We hear so much about WWII history from this side of both wars, but WWI was just appalling.
More appalling in many ways. The war to end all
wars, it was called. The first really modern war,
air battles and chemical warfare. Now it's the
forgotten war, nobody even remembers it happened.
It was Hemingway's war, he was wounded and it
changed him forever. But he was far more terrified
of the flu that followed the war, in 1918. It killed
millions around the world, and he was afraid of
getting sick for the rest of his life.
I was born when he was about 60. He was a lean, handsome, quiet person with a dry wit and a lot of undemonstrative love for us. .
Describes my dad to a tee. He was born in 1914,
almost the same generation. Parents were very
undemonstrative in those days, not like now. So
men grew up not knowing how to be affectionate.
I'm sure your grandfather was a fine person, he
served his country and felt good about it. No need
to make a fuss, women and children did that..
For Canada, WW1 is very much still a part of our memories when we have our Remembrance day ceremonies on 11/11. We lost a lot of life in that war, and Canada was a major player (both in WW1 and WW2).
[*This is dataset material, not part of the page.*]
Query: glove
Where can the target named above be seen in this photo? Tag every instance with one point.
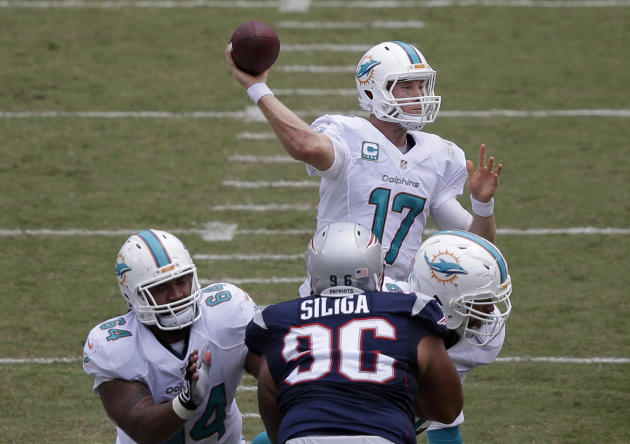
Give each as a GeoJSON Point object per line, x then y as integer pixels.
{"type": "Point", "coordinates": [421, 425]}
{"type": "Point", "coordinates": [194, 391]}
The US was only involved in WW1 for a year and a half, and wasn't involved in WW2 until Pearl Harbor.
So we remember.
How about that hockey team???
No spoilers, please! I have the game Tivo'd (do people still say that?)Quote: boymimbo
How about that hockey team???
No spoilers, please! I have the game Tivo'd (do people still say that?)
DVRed I think is what's currently used.
More appalling in many ways. The war to end all wars, it was called.
How naive was that?
War is the perfect embodiment of the human thirst for self-destruction. It accomplishes nothing, and nobody wins.
Also, good luck Canada! Did they play the game yet? (Don't tell me ... teddy doesn't want to know.)